I thought they both seemed a bit unpleasant.
but johnson pwned him
they're seemingly nice right on chaps
MacKaye often seemed like a bore and Rollins a bully who elevated himself to political correspondent and Voice of the People.
He is also, like every single great talent, a complete asshole.
He has a reason to be an arse. His anger, arrogance and hate always seemed to be more quietly frothing away and unleashed on the music. He started up SST by himself and all that.
MacKaye and Ginn are equated. If we're talking wiry pogoing punks, I'd take Ian Svenious over Picciotto any day.
Just like Picciotto has all the intensity of Rollins without seeming like a bully. Basically Picciotto and Ginn should form a band - it would be the best ever.

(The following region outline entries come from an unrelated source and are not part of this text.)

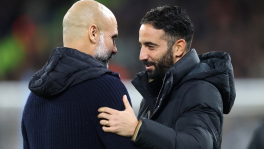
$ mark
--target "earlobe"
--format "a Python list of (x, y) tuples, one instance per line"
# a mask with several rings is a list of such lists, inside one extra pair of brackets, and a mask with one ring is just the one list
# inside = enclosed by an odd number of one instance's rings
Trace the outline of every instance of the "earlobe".
[(178, 40), (174, 45), (174, 64), (186, 54), (186, 42), (183, 39)]
[(181, 57), (183, 54), (184, 54), (186, 42), (184, 40), (180, 39), (178, 40), (176, 42), (176, 44), (177, 44), (177, 50), (176, 56)]
[(88, 30), (89, 38), (92, 44), (95, 44), (96, 42), (96, 38), (98, 38), (98, 28), (96, 24), (90, 26)]

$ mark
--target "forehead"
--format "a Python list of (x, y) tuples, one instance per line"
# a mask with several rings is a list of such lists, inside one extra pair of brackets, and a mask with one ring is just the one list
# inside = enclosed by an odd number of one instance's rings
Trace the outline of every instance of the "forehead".
[(161, 38), (164, 34), (163, 30), (156, 29), (151, 24), (142, 24), (140, 29), (140, 42), (164, 41)]

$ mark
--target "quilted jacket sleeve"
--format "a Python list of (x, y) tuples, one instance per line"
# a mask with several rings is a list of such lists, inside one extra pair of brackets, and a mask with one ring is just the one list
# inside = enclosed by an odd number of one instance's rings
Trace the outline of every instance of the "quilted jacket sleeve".
[(222, 104), (215, 87), (198, 83), (186, 90), (175, 130), (141, 118), (132, 138), (142, 148), (217, 148), (222, 138)]

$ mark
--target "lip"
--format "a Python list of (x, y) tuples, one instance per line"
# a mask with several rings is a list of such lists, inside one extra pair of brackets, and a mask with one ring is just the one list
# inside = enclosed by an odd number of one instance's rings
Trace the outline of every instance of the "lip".
[(147, 70), (150, 69), (153, 66), (153, 65), (146, 65), (146, 70)]

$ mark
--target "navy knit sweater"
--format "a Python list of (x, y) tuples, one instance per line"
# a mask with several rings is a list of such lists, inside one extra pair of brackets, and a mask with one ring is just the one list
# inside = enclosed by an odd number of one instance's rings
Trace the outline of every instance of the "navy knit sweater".
[[(82, 56), (86, 58), (80, 58)], [(50, 66), (52, 62), (54, 66)], [(101, 68), (93, 69), (102, 66), (102, 69), (107, 70), (102, 64), (75, 50), (60, 48), (54, 50), (48, 62), (30, 83), (33, 92), (28, 96), (22, 120), (24, 148), (135, 148), (130, 138), (104, 132), (97, 118), (100, 107), (124, 110), (124, 94), (130, 102), (118, 74), (110, 70), (98, 73)], [(82, 67), (82, 70), (80, 68)], [(76, 68), (72, 73), (71, 70)], [(85, 72), (78, 75), (82, 76), (74, 76), (82, 71)], [(92, 72), (98, 75), (91, 74)], [(72, 79), (80, 82), (75, 84)], [(61, 88), (66, 86), (68, 87)]]

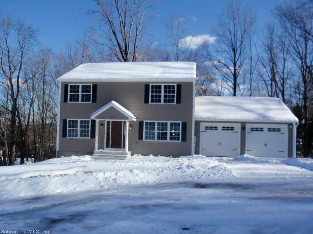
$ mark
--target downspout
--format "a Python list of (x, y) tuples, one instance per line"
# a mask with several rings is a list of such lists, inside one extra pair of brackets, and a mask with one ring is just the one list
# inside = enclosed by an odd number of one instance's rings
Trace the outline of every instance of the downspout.
[(299, 123), (293, 123), (293, 133), (292, 136), (293, 139), (293, 146), (292, 146), (292, 158), (296, 158), (297, 157), (297, 127), (299, 125)]

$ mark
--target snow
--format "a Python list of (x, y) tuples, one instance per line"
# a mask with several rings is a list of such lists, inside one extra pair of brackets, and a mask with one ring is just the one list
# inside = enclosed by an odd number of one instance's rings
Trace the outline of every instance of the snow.
[(198, 121), (298, 122), (279, 98), (256, 97), (203, 96), (195, 98)]
[(115, 101), (110, 101), (109, 103), (107, 104), (105, 106), (103, 106), (100, 109), (98, 110), (97, 111), (94, 112), (92, 115), (91, 115), (91, 119), (93, 119), (95, 117), (97, 117), (98, 115), (100, 114), (102, 112), (103, 112), (106, 110), (108, 109), (111, 106), (113, 106), (114, 108), (116, 108), (117, 110), (121, 111), (124, 115), (127, 115), (130, 118), (130, 120), (132, 121), (136, 121), (137, 118), (136, 117), (134, 116), (132, 112), (129, 111), (126, 108), (122, 106), (121, 105), (118, 104)]
[[(124, 161), (84, 156), (3, 167), (0, 177), (15, 177), (0, 182), (0, 230), (311, 234), (313, 171), (304, 165), (312, 163), (248, 155)], [(81, 167), (89, 171), (16, 175)]]
[(196, 64), (186, 62), (85, 63), (61, 76), (59, 81), (193, 81)]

Svenonious is okay, but he comes across as a bit like TheDailyBumbler of hardcore and he got pwned by MES for being rude.

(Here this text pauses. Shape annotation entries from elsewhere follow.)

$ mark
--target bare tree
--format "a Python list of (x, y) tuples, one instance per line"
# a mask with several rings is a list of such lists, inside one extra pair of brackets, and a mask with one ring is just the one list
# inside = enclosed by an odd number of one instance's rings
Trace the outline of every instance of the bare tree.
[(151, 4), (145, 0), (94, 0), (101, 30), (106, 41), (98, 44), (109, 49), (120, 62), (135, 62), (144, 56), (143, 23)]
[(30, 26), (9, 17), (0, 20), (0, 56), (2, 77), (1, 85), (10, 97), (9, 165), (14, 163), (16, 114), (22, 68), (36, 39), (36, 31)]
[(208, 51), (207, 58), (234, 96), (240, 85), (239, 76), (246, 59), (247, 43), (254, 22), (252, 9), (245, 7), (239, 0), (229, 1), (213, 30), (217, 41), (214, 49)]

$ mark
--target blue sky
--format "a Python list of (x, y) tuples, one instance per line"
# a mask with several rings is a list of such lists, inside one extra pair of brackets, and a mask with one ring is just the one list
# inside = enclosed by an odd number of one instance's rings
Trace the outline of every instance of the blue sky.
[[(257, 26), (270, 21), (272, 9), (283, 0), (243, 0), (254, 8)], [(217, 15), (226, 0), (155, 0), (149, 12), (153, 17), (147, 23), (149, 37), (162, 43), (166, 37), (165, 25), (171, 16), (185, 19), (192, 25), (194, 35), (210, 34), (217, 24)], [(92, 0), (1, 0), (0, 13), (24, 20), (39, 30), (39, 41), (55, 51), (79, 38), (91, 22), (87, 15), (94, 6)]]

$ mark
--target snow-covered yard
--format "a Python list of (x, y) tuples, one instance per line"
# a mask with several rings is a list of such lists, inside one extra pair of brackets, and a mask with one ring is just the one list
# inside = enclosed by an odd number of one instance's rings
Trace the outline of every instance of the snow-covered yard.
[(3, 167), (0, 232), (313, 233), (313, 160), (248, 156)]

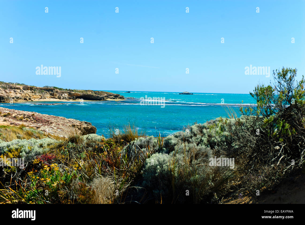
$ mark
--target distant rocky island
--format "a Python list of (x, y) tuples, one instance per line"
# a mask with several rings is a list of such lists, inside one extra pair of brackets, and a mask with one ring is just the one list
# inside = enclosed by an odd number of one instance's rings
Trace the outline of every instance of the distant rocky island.
[(179, 93), (179, 95), (193, 95), (192, 93), (190, 93), (187, 91), (184, 91), (182, 93)]
[(68, 137), (76, 131), (81, 135), (96, 133), (96, 128), (85, 121), (0, 107), (0, 125), (22, 124), (62, 137)]
[(102, 91), (64, 89), (49, 86), (41, 88), (24, 84), (0, 81), (0, 102), (81, 99), (103, 101), (107, 99), (124, 99), (124, 98), (119, 94)]

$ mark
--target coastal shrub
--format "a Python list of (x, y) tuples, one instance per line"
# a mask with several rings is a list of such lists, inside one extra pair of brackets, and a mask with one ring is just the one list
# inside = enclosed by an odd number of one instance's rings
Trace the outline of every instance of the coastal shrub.
[(144, 162), (152, 154), (163, 151), (165, 150), (159, 148), (157, 139), (151, 136), (136, 139), (124, 147), (121, 154), (122, 156), (126, 155), (129, 158), (136, 158)]
[(9, 141), (16, 139), (39, 139), (45, 137), (42, 131), (24, 126), (22, 124), (18, 127), (0, 126), (0, 139)]
[[(140, 185), (159, 203), (198, 203), (223, 194), (234, 177), (229, 167), (209, 165), (210, 148), (180, 145), (169, 154), (156, 153), (146, 160)], [(186, 195), (188, 193), (189, 195)]]

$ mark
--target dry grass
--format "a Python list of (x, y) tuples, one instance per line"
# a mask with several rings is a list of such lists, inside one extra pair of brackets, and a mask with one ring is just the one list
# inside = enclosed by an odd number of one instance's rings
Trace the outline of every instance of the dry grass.
[(225, 107), (223, 106), (224, 111), (228, 115), (228, 117), (230, 119), (237, 119), (239, 118), (236, 112), (231, 107), (229, 107), (228, 105)]
[(109, 127), (110, 136), (113, 138), (119, 141), (123, 140), (128, 143), (134, 141), (136, 138), (146, 136), (145, 131), (139, 132), (135, 123), (131, 123), (129, 121), (123, 126), (123, 131), (115, 129), (114, 126), (111, 125)]
[[(0, 126), (0, 139), (7, 142), (16, 139), (41, 139), (48, 137), (42, 131), (34, 128), (28, 127), (29, 130), (23, 130), (22, 128), (25, 127), (23, 124), (18, 127)], [(56, 136), (51, 136), (53, 138), (57, 138)]]

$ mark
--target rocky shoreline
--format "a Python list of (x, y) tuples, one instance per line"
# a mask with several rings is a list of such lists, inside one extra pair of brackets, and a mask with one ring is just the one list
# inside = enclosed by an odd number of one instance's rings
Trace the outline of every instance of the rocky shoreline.
[(0, 107), (0, 125), (33, 127), (49, 134), (67, 137), (72, 132), (81, 135), (95, 134), (96, 128), (91, 123), (62, 116), (41, 114)]
[(63, 89), (47, 86), (41, 88), (0, 81), (0, 102), (48, 100), (103, 101), (124, 99), (123, 95), (103, 91)]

the stuff he talks about are all really interesting but he has the most monotone voice of all time.
(ginn this is)
anyway, i like all of them
I rest my case
he was the fourth singer, and many people prefer the stuff before he sung for Black Flag.
I dont know of any people who use them as moral barometers really.
I like Henry Rollins and Ian Mackaye because they are both really cool blokes, they have made some great music, they tend to have good views on stuff, and they genuinely are good people. theyve acheived good things in their life and why is it wrong to look up to that? i think yeah you shouldnt just follow what they do for the sake of it, but looking up to them doesnt harm anyone.
Oh and in relation to the 'bars' i got them tattooed because i think it looks good and i really like Black Flag. Im not saying 'these is my moral views on stuff'
I'm not saying I want to live my life like Hank or that it's a morality thing, or often anything beyond stating the obvious in an entertaining way, but I'd rather have someone with the attitude of the quote below than the "living for the weekend" nihilism of lad rock or so much 'dance' music.
"If you hate your parents, the man or the establishment, don't show them up by getting wasted and wrapping your car around a tree. If you really want to rebel against your parents: outlearn them, outlive them, and know more than they do."